Lester Brown - World on the Edge

Many people labor in life under the impression that they are doing something right, yet they may not show solid results for a long time. They need a capacity for continuously adjourned gratification to survive a steady diet of peer cruelty without becoming demoralized. They look like idiots to their cousins, they look like idiots to their peers, they need courage to continue. No confirmation comes to them, no validation, no fawning students, no Nobel, no Schnobel. "How was your year:" brings them a small but containable spasm of pain deep inside, since almost all of their years will seem wasted to someone looking at their life from the outside. Then bang, the lumpy event comes that brings the grand vindication. Or it may never come.
The Black Swan, Nassim Nicholas Taleb p. 87

The researcher Thomas Astebro has shown that returns on independent inventions (you take the cemetery into account) are far lower than those on venture capital. Some blindness to the odds...is necessary for entrepreneurs to function. The venture capitalist is the one who gets the shekels.
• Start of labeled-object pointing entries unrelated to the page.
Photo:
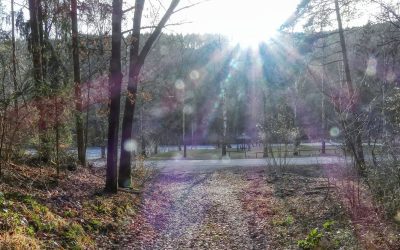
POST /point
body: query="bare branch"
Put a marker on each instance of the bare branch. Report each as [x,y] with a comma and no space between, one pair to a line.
[129,9]
[190,6]
[155,26]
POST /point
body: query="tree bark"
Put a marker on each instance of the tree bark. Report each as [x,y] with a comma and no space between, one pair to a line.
[36,51]
[77,85]
[352,126]
[115,80]
[14,59]
[136,61]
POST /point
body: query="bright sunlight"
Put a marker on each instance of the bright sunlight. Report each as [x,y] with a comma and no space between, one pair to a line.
[247,23]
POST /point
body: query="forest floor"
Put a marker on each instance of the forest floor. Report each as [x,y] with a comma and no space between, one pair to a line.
[40,211]
[233,208]
[258,209]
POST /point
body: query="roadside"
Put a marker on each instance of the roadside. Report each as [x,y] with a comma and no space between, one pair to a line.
[250,209]
[39,211]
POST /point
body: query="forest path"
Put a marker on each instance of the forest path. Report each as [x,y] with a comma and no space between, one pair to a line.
[200,211]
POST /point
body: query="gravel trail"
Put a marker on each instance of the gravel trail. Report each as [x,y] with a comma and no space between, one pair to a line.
[194,211]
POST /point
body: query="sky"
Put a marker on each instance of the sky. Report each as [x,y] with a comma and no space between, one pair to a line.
[246,21]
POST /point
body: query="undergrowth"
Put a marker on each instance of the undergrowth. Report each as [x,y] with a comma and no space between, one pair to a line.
[74,214]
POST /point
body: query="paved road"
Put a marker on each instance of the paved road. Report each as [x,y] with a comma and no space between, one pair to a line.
[211,165]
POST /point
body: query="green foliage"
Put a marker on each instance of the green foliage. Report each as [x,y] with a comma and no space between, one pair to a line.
[289,220]
[69,214]
[72,235]
[100,208]
[328,225]
[95,224]
[312,240]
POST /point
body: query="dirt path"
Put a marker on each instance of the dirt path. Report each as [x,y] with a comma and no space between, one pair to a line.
[194,211]
[238,209]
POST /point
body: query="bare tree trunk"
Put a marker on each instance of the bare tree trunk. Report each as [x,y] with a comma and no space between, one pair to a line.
[352,126]
[136,62]
[115,80]
[77,85]
[36,50]
[14,59]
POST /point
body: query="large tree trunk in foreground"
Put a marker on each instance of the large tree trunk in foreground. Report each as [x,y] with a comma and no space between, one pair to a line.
[36,51]
[115,80]
[77,85]
[136,62]
[352,125]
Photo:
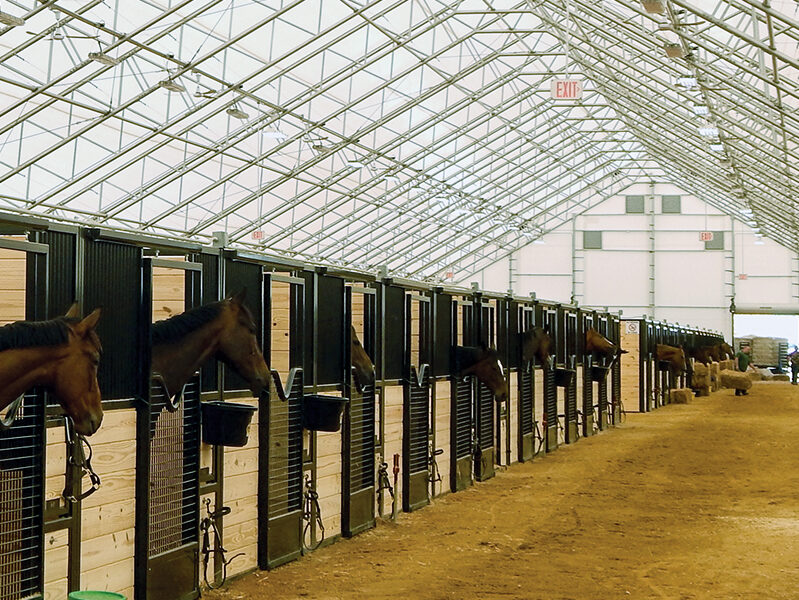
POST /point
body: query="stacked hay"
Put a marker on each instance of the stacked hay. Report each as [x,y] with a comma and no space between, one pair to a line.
[700,381]
[715,383]
[735,379]
[680,396]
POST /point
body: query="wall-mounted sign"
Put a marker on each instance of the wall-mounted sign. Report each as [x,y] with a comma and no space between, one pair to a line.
[567,89]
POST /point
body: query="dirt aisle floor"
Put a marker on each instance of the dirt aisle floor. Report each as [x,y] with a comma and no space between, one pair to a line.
[690,501]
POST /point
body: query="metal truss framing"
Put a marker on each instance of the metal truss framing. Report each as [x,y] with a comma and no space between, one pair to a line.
[415,135]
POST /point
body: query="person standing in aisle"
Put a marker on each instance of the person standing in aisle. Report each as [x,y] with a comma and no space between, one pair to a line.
[742,360]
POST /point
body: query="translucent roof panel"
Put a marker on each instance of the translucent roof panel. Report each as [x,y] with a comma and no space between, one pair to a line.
[412,134]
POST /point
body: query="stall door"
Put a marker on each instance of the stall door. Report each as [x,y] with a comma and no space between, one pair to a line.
[358,485]
[22,442]
[169,446]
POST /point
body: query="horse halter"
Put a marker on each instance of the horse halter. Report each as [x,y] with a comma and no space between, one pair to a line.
[78,459]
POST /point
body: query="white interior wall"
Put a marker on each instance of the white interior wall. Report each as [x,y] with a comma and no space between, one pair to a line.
[654,264]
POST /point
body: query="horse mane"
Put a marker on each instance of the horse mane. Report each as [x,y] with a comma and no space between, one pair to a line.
[30,334]
[176,328]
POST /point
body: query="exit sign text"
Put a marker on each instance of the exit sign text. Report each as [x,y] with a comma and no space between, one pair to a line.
[567,89]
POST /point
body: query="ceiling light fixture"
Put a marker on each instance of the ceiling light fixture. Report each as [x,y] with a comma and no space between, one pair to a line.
[103,58]
[674,50]
[172,86]
[235,112]
[11,20]
[654,7]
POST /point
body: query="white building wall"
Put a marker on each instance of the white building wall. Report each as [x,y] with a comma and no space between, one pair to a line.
[654,264]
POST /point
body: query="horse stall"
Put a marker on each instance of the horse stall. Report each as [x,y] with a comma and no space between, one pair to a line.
[634,366]
[280,431]
[461,394]
[484,403]
[325,352]
[547,316]
[23,285]
[616,408]
[358,474]
[441,402]
[566,372]
[390,374]
[416,414]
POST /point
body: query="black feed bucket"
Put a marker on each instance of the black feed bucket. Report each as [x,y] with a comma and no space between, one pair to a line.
[226,423]
[322,413]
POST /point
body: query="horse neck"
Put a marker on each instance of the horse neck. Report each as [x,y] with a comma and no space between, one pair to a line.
[176,361]
[23,369]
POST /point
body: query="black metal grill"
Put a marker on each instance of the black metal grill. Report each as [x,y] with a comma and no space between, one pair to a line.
[285,441]
[526,394]
[571,402]
[550,397]
[174,469]
[21,502]
[463,417]
[419,407]
[485,415]
[362,440]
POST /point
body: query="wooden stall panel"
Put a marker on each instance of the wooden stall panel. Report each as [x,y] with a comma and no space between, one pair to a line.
[12,294]
[241,495]
[280,328]
[56,556]
[169,296]
[442,431]
[328,477]
[630,385]
[538,402]
[108,516]
[392,440]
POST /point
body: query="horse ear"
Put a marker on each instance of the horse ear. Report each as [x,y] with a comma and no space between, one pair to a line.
[239,297]
[89,323]
[73,312]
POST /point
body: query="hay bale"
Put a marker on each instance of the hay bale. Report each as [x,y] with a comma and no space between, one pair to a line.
[680,396]
[736,380]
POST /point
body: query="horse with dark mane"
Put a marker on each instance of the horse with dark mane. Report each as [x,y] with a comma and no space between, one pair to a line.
[362,367]
[224,330]
[60,355]
[597,343]
[483,363]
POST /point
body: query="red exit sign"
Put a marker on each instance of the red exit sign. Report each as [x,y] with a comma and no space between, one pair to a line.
[567,89]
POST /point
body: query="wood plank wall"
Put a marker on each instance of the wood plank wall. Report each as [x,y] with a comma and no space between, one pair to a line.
[12,291]
[629,369]
[442,425]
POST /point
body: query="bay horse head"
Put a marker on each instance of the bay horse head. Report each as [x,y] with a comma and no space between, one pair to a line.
[483,363]
[238,344]
[362,366]
[538,344]
[596,342]
[62,356]
[674,356]
[224,330]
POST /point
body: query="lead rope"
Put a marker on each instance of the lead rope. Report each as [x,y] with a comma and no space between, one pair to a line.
[206,526]
[11,415]
[311,512]
[77,458]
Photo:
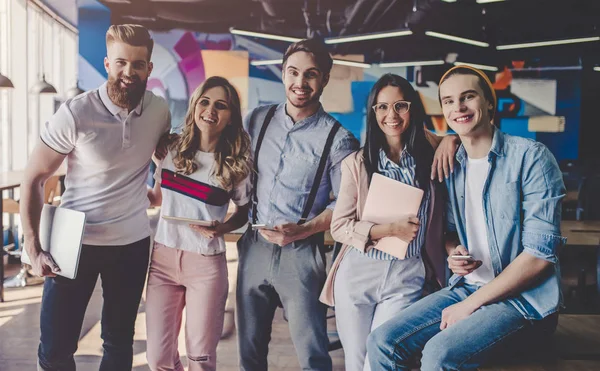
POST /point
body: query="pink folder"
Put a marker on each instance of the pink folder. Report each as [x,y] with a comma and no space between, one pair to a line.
[387,201]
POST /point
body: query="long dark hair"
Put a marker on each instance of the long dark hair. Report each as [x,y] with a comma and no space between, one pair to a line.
[414,136]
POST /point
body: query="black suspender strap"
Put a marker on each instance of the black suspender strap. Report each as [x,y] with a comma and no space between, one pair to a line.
[319,175]
[261,136]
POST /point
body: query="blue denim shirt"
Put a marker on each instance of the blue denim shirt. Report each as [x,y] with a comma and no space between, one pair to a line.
[521,203]
[288,161]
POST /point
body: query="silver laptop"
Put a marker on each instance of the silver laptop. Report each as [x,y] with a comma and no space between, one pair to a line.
[61,234]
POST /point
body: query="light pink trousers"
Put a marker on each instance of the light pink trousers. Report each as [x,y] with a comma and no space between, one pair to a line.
[179,279]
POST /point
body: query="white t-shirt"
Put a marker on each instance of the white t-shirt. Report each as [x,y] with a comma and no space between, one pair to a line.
[477,239]
[194,196]
[108,156]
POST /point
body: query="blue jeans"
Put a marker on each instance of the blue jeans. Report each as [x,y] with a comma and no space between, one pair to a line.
[493,331]
[64,301]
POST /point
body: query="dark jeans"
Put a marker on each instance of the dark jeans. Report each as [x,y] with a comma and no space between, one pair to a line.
[293,276]
[123,273]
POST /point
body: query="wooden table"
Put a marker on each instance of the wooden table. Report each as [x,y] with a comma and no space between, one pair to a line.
[10,180]
[584,233]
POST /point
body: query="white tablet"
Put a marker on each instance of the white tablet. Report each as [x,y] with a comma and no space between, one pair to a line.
[203,223]
[61,234]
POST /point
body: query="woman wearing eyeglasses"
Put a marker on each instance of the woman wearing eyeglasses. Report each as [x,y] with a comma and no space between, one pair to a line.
[369,286]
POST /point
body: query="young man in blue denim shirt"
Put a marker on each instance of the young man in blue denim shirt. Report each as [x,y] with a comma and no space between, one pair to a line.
[284,264]
[504,212]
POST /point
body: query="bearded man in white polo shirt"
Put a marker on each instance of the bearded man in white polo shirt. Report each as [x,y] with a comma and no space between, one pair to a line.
[108,136]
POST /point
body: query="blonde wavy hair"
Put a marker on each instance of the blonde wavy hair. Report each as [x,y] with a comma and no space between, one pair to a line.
[232,155]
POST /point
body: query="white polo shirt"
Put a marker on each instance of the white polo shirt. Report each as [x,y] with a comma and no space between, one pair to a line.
[108,153]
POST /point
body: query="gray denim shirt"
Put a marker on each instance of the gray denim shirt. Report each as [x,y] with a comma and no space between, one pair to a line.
[288,160]
[522,206]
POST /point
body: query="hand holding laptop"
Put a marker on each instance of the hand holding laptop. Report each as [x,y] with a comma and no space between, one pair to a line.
[207,231]
[405,228]
[43,265]
[393,203]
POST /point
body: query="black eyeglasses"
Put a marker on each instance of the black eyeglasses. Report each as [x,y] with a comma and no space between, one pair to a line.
[401,107]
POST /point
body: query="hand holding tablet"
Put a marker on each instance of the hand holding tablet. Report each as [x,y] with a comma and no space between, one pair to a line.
[202,223]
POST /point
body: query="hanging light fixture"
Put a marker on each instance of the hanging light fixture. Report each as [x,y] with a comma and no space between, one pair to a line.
[74,91]
[42,86]
[5,82]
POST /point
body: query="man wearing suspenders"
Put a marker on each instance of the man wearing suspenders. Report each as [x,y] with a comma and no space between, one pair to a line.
[298,149]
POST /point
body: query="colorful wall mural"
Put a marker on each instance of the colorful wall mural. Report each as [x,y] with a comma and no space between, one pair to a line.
[183,60]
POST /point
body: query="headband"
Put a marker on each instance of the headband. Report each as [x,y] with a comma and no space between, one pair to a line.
[479,73]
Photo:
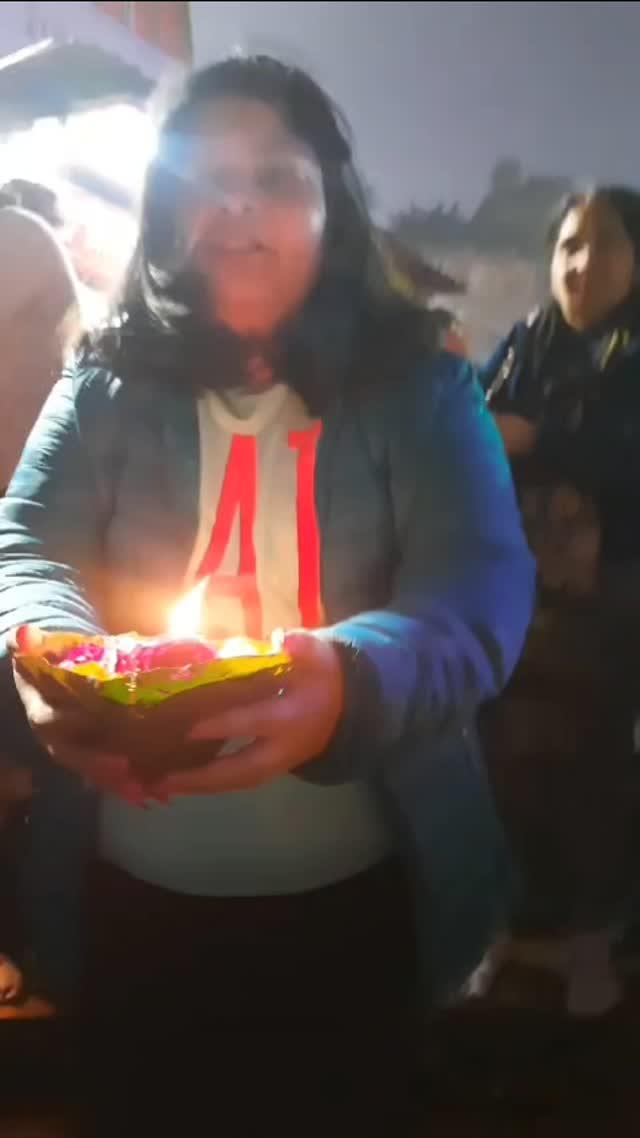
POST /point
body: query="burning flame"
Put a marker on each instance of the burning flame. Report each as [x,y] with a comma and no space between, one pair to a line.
[187,616]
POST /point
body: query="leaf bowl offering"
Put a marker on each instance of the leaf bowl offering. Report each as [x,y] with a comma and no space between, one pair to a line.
[137,687]
[141,671]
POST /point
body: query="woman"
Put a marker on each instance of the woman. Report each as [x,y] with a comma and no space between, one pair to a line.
[263,413]
[564,390]
[39,316]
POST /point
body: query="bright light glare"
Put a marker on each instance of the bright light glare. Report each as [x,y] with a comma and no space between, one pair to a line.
[116,142]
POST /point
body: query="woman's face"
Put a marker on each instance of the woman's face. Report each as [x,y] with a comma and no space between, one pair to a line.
[593,266]
[254,214]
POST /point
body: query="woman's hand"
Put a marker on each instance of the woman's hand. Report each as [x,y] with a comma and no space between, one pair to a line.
[287,728]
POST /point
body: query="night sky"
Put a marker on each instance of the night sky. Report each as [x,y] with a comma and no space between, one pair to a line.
[436,92]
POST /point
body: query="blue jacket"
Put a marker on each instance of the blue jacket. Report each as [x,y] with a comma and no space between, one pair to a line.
[426,582]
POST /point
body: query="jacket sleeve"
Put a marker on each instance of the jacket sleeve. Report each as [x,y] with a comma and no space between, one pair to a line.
[462,594]
[52,518]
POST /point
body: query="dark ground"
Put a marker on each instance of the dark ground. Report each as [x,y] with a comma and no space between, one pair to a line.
[513,1066]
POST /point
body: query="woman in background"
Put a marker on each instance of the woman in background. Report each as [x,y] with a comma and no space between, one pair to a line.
[39,312]
[565,390]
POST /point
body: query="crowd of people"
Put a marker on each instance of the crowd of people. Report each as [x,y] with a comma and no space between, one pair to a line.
[452,554]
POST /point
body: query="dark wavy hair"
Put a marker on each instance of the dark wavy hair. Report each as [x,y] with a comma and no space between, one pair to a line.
[351,329]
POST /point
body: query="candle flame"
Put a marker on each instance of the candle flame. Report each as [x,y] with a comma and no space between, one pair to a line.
[186,617]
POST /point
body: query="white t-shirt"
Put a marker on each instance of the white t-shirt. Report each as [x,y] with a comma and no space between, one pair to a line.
[259,541]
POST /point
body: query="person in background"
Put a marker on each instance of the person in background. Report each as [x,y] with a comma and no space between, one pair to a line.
[38,305]
[39,312]
[565,390]
[265,414]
The economist William Baumol calls this "a touch of madness." This may indeed apply to all concentrated businesses: when you look at the empirical record, you not only see that venture capitalists do better than entrepreneurs, but publishers do better than writers, dealers do better than artists, and science does better than scientists (about 50 percent of scientific and scholarly papers, costing months, sometimes years of effort, are never truly read).